No employment contract found

The Mazars report was completed alongside the audit for the year ending March 31, 2016, after spotting matters they believed “to be of significance to the accounts”.

Among the problems was that the president and CEO of the FSSC was the same person, which the auditors said was contrary to the codes of good practice of SA non-profit organisations because the CEO was accountable to the president and the executive. 

Mazars also said no employment contract for the CEO/president could be found. 

Segwaba’s presidency ended in 2016, with the election of the executive that has now been controversially dissolved, but he continued as CEO until 2019. 

Transactions totalled R4m

Procurement procedures were red-flagged, with supporting documentation sometimes not including any quotations, let alone the three required. 

Mazars listed 14 such problematic transactions in the 2014/15 financial year totalling more than R653,000 and 24 transactions in the following 12-month period totalling more than R3.4-million. 

The auditing firm found a R2m shortfall in a service level agreement where the FSSC’s role was simply to transfer funds from provincial and local governments to Volleyball SA (VSA). 

The agreement stated R10m, but actual funds moved were R8m. The Mazars report said Segwaba had explained at the time that the provincial government had made an error with their contribution and the Mangaung municipality was still to pay R1m, “but this was also never documented or captured in the financial statements as a receivable”.

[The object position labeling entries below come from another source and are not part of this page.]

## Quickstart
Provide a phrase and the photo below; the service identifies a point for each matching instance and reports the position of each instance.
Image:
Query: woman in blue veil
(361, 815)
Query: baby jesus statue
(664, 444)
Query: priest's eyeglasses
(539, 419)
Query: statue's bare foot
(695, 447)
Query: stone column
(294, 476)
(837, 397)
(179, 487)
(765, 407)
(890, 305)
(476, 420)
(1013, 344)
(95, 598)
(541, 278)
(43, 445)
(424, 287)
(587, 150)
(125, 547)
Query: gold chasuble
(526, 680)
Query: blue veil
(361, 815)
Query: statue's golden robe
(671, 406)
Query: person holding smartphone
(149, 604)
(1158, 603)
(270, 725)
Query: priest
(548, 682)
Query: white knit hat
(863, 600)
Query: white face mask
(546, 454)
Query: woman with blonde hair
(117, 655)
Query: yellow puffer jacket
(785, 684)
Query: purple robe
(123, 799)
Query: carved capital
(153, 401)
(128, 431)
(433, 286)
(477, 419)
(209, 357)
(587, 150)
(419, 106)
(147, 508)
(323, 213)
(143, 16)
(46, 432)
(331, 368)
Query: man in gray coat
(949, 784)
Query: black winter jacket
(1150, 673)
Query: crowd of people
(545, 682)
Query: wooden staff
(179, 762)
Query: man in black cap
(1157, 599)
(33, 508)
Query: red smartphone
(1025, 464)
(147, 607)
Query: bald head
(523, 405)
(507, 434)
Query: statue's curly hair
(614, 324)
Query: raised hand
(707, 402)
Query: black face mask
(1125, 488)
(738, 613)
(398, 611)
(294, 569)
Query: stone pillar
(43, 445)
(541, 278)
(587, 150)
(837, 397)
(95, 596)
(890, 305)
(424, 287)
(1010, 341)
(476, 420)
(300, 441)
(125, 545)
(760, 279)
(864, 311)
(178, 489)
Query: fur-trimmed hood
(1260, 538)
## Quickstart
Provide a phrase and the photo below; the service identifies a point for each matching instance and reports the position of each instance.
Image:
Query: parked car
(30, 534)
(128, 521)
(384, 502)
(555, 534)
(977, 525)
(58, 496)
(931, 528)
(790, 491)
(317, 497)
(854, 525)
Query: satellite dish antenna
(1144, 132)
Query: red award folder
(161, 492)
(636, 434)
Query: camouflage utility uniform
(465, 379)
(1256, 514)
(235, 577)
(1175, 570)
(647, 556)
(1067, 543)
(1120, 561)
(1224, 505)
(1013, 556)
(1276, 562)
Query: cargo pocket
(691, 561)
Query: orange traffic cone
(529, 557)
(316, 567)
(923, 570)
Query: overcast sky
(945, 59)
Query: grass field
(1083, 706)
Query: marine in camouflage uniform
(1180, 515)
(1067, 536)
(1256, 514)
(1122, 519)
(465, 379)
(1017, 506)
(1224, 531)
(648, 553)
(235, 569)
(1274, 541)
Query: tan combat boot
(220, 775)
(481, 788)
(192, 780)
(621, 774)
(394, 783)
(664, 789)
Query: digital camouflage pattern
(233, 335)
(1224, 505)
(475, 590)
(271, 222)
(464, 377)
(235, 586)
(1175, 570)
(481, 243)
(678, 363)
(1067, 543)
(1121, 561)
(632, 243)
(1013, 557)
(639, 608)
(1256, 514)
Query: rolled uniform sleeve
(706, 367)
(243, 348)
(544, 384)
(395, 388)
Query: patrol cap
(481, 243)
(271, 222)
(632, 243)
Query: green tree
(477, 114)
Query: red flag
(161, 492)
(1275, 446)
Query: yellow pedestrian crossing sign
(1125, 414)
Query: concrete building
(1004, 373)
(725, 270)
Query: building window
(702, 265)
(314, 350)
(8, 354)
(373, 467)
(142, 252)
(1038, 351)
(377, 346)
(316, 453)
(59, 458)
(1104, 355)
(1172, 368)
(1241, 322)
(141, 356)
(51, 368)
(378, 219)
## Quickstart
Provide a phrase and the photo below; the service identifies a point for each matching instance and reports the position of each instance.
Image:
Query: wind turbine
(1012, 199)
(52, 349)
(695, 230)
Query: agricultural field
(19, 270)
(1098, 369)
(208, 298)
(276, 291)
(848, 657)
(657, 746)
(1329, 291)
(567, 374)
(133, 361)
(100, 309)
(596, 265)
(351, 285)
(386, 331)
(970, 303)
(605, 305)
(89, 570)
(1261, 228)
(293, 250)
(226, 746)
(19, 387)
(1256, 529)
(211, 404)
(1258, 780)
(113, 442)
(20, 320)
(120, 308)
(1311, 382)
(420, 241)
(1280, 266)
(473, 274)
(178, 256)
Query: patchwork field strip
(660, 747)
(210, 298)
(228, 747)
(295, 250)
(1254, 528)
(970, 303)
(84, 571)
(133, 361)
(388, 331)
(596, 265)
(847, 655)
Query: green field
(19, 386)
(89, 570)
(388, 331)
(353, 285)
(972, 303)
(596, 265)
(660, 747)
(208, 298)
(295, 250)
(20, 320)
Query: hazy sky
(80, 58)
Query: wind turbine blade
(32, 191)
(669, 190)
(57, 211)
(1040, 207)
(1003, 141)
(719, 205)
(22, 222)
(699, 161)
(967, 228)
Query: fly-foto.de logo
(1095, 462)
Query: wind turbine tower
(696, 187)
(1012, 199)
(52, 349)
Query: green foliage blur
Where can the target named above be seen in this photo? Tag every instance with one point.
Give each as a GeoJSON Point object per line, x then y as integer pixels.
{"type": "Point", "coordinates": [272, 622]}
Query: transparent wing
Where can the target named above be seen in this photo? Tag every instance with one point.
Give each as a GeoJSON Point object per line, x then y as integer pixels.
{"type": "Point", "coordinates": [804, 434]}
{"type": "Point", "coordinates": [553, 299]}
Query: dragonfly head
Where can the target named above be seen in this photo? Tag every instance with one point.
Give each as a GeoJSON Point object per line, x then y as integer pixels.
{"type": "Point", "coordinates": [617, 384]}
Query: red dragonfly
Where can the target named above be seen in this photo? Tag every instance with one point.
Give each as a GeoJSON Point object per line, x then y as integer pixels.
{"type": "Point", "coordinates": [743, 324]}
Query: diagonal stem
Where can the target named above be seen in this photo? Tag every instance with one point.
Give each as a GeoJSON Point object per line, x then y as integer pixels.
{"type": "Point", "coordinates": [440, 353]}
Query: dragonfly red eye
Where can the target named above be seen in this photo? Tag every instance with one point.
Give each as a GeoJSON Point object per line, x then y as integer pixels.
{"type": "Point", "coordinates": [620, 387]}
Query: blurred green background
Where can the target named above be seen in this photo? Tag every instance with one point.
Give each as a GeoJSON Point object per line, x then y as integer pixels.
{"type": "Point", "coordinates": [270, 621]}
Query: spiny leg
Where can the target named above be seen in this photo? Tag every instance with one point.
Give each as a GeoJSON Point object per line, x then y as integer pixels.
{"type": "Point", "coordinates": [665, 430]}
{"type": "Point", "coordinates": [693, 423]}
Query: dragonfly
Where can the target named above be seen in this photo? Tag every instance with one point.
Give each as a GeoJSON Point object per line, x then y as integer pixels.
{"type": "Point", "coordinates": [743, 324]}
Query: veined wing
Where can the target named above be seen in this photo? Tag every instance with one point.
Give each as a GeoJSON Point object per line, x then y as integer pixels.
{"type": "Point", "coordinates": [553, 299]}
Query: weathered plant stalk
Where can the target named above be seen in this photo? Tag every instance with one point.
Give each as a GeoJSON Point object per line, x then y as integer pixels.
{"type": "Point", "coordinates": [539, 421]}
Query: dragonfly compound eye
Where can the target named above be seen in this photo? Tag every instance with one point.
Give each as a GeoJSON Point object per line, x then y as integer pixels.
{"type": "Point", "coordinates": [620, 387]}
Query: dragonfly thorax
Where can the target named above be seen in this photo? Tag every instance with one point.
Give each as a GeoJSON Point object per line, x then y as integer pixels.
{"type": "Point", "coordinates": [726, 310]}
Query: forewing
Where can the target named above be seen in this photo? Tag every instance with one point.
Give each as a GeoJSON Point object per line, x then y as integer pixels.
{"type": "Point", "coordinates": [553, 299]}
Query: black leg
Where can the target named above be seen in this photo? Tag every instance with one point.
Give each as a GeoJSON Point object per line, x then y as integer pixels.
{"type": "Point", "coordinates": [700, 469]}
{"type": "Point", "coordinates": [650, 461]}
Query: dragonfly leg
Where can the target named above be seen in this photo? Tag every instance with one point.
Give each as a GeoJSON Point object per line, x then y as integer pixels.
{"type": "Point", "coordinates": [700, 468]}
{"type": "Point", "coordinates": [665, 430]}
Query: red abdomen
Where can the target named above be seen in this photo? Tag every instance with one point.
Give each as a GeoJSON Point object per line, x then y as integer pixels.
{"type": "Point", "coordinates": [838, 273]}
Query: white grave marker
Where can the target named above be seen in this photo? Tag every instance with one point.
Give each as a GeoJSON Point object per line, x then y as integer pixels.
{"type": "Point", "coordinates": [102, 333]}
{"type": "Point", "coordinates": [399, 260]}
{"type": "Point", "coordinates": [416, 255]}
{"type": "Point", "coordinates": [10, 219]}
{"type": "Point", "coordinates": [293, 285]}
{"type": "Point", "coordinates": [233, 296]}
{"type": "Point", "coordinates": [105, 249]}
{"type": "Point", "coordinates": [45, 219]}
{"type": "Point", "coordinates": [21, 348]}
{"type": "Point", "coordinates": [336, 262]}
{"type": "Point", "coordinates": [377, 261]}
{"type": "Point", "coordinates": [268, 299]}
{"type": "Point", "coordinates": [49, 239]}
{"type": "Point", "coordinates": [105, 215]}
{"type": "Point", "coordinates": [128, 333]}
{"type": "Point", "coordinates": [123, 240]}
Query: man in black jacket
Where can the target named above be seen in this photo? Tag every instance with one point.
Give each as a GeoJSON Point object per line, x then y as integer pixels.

“No detail could be provided as for the expenditure of the R8m paid from the FSSC’s account to VSA. The only detail available was two payments of R4m each out of FSSC’s bank account.” 

Mazars also found that:

— Supplier statements were either not received at all or “not received on a timely basis to perform period end reconciliations”; 

— Financial interests of directors were not being declared properly, and in 2015 an executive member’s company supplied services to the FSSC, “but it was not noted as a related party transaction”;

— Executive meetings were not being adequately minuted, and in 2015 only three such meetings were held and no annual general meeting was arranged; and, 

— The CEO had failed to maintain various policies, notably those on human resources including remuneration issues, and appointments and training of staff. 

Mahasa dissolved the FSSC executive on December 1 and appointed an administrator because the organisation had failed to have its elections before November 30. 

Administrator acts ahead of arbitration

She refused to recognise the special general meeting on December 5 that decided to hold a March 6 ballot. Mahasa also pointed out that the FSSC was late with its financial statements. 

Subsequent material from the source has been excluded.